We file annual, quarterly and current reports, proxy statements and other information with the SEC, which the SEC maintains in the SEC’s File No. 1-9076. You can read and copy any document we file at the SEC’s public reference room at 100 F Street, NE, Washington, D.C. 20549. Please call the SEC at 1-800-SEC-0330 for further information on the public reference room. Our SEC filings are also available to the public at the SEC’s web site at http://www.sec.gov.

The SEC allows us to “incorporate by reference” into this prospectus the information we file with it, which means that we can disclose important information to you by referring you to those documents. The information incorporated by reference is considered to be a part of this prospectus, and later information filed with the SEC will update and supersede this information. We incorporate by reference the documents listed below and any future filings made with the SEC under Section 13(a), 13(c), 14 or 15(d) of the Exchange Act (excluding any information deemed to be furnished and not filed in accordance with SEC rules) until our offering is completed:

 

   

Annual Report on Form 10-K for the fiscal year ended December 31, 2008;

 

   

Current Reports on Form 8-K or amendments thereto filed on January 6, 2009, February 27, 2009, March 19, 2009, April 1, 2009 and May 5, 2009;

 

   

Definitive Proxy Statement on Schedule 14A filed on March 9, 2009; and

 

   

The description of our common stock contained in our Registration Statements on Form 8-A filed pursuant to Section 12(b) of the Exchange Act, including any amendment or report updating such description.

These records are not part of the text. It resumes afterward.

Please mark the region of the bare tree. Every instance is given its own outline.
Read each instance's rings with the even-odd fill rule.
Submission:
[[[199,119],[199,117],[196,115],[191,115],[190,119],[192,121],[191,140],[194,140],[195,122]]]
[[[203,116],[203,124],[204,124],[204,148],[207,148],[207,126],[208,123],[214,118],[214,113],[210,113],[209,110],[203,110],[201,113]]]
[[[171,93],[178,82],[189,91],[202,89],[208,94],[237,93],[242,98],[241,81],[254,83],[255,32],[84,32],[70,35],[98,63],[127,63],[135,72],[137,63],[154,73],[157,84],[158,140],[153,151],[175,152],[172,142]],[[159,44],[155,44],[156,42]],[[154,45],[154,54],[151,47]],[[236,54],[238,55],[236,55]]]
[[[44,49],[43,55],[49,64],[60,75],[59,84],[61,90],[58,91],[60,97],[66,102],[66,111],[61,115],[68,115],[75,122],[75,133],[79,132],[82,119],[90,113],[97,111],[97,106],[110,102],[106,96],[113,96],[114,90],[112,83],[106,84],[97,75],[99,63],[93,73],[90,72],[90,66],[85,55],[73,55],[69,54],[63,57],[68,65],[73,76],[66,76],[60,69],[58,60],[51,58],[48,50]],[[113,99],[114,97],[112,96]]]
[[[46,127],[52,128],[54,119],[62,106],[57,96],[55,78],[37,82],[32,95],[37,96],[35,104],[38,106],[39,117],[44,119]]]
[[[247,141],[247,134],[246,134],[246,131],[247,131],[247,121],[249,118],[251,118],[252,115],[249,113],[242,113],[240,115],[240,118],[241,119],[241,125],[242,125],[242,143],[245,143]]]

You may request a copy of these filings, at no cost other than for exhibits of such filings, by writing to or telephoning us at the following address (or by visiting our web site at http://www.fortunebrands.com):

FORTUNE BRANDS, INC.

Office of the Secretary

520 Lake Cook Road

Deerfield, Illinois 60015

Telephone number (847) 484-4400

We have filed with the SEC a registration statement to register the debt securities, common stock, preferred stock and warrants to purchase such securities under the Securities Act. This prospectus omits certain information contained in the registration statement, as permitted by SEC rules. You may obtain copies of the registration statement, including exhibits, as noted in the paragraph above.